There’s also Luc uttering the phrase “That didn’t hurt, you pussy” to a guy he just bashed in the shin, Jane afraid she’ll “burst into tears like a girl”, and Luc telling Jane he’s “going to have her”, as though she’s some sort of property he can own and sell at will.

The writing in this book is also stilted and choppy, and a sex scene ends with the phrase “pretty freaking-A fantastic”.

In conclusion: don’t read this book, readers. This book is why, 4 feminist waves in, we still can’t have nice things.


I would recommend this book to…

No one. Literally, no one. Don’t read it. Ever.


About Rachel Gibson

Rachel was born in Boise, Idaho, USA. Her father worked for a telephone company, and her mother was a housewife. Idaho has the largest population of Basques outside of the Basque lands of Spain.

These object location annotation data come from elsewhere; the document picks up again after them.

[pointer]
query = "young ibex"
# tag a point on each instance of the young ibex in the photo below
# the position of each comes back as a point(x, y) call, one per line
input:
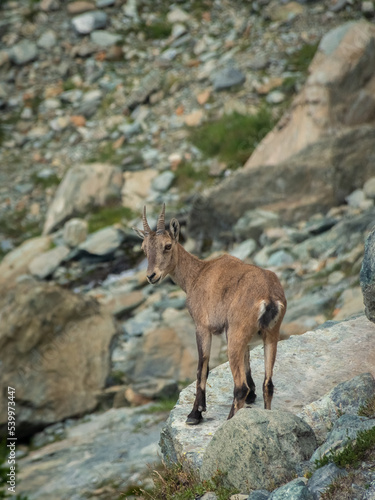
point(222, 294)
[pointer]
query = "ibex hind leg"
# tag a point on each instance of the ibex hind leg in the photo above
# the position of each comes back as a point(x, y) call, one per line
point(270, 349)
point(236, 353)
point(204, 348)
point(250, 398)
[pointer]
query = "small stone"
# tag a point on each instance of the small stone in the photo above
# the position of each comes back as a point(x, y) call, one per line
point(209, 496)
point(203, 97)
point(177, 15)
point(244, 249)
point(369, 188)
point(90, 21)
point(46, 263)
point(323, 477)
point(23, 53)
point(227, 78)
point(47, 40)
point(259, 495)
point(178, 30)
point(194, 118)
point(104, 38)
point(280, 258)
point(105, 3)
point(75, 232)
point(174, 159)
point(294, 490)
point(367, 8)
point(79, 7)
point(163, 181)
point(275, 97)
point(60, 123)
point(78, 120)
point(48, 5)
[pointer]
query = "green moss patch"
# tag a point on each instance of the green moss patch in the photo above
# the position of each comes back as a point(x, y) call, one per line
point(301, 59)
point(233, 137)
point(353, 452)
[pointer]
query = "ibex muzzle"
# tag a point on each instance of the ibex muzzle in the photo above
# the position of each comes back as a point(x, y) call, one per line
point(223, 294)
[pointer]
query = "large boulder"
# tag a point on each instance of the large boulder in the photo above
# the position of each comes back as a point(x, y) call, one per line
point(367, 276)
point(265, 447)
point(82, 188)
point(311, 160)
point(55, 351)
point(307, 367)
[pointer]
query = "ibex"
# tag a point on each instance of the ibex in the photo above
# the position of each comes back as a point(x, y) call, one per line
point(222, 294)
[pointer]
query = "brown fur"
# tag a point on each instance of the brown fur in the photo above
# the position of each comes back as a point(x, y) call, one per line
point(223, 294)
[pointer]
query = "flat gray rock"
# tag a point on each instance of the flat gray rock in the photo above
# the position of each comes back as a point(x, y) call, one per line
point(265, 449)
point(23, 52)
point(346, 397)
point(306, 368)
point(89, 21)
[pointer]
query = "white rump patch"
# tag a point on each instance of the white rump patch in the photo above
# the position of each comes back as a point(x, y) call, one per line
point(262, 308)
point(262, 304)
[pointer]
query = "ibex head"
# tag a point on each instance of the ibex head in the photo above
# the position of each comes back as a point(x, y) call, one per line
point(160, 247)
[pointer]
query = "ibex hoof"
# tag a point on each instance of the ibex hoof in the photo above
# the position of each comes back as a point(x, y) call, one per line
point(193, 421)
point(251, 397)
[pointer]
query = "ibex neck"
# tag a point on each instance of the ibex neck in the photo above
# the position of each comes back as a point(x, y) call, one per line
point(187, 269)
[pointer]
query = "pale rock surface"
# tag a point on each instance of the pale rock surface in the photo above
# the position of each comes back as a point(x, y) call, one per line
point(306, 368)
point(75, 232)
point(83, 187)
point(113, 447)
point(137, 187)
point(46, 263)
point(103, 242)
point(309, 141)
point(16, 262)
point(55, 349)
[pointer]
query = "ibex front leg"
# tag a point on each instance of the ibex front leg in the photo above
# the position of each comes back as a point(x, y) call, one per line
point(204, 348)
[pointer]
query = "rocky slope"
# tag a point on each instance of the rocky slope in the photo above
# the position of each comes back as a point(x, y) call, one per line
point(102, 105)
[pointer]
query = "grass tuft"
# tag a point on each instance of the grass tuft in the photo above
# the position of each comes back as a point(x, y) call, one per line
point(181, 482)
point(233, 137)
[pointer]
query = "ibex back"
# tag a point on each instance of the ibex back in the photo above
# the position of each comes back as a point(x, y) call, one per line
point(223, 294)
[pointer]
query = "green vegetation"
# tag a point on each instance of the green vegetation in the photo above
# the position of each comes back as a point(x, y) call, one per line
point(162, 405)
point(181, 482)
point(108, 216)
point(156, 30)
point(187, 176)
point(353, 452)
point(233, 137)
point(301, 59)
point(45, 182)
point(368, 409)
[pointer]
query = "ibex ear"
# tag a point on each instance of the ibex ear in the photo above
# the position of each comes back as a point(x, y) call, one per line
point(174, 227)
point(140, 233)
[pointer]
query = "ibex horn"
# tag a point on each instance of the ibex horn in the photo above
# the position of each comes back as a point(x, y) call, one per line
point(146, 227)
point(160, 228)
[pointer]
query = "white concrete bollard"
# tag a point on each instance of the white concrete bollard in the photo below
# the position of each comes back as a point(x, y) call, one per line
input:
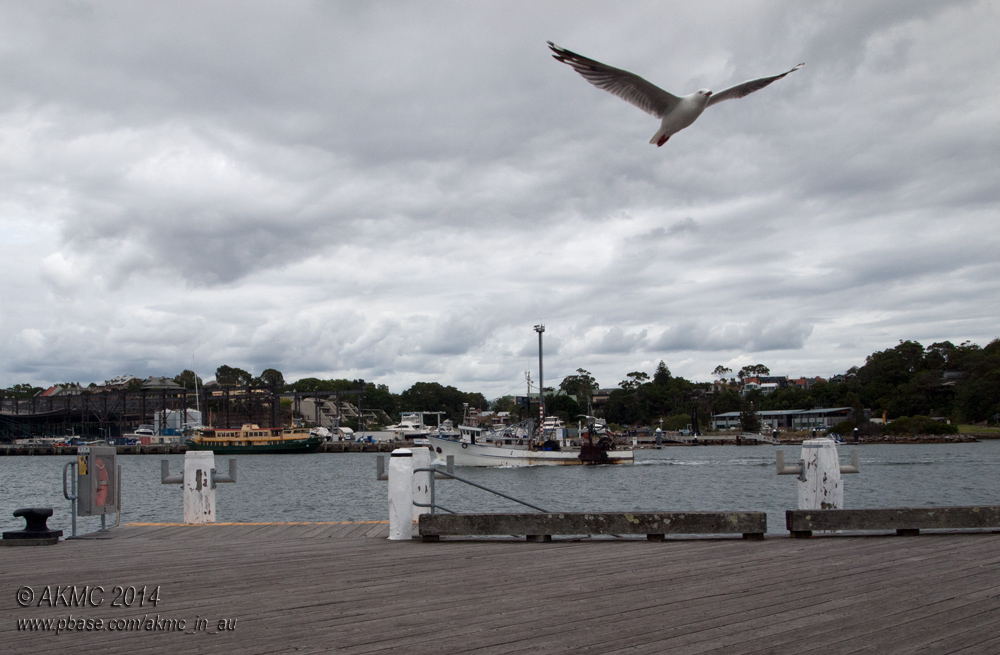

She grew up with kids with last names like Uberuaga, Berriochoa, and Egisquiza, but years later she discovered the rest of the country didn't really know much about the Basque culture or history.

Rachel's storytelling career began at the age of sixteen when she ran her Chevy Vega into the side of a hill, retrieved the bumper and broken glass from the ground, and drove to her High School parking lot. With the help of her friend, she strategically scattered the broken pieces and told her parents she'd been the victim of a hit and run. They believed her, and she's been telling stories ever since.

Four of her novels were named among the Top Ten Favorite Books of The Year by Romance Writers of America. Two of her novels, True Confessions and Not Another Bad Date, were awarded the RITA, Romance Writers of America’s highest honor of excellence. Some of Rachel’s other awards and achievements include The Golden Heart Award, the National Reader’s Choice, Amazon Editor’s Top Pick, Publisher Weekly’s Quill nominee, Borders bestselling romantic comedy and Romantic Time’s Career Achievement award.

When not writing, Rachel can be found shopping for shoes or looking for strange and unusual flowers to plant in her garden.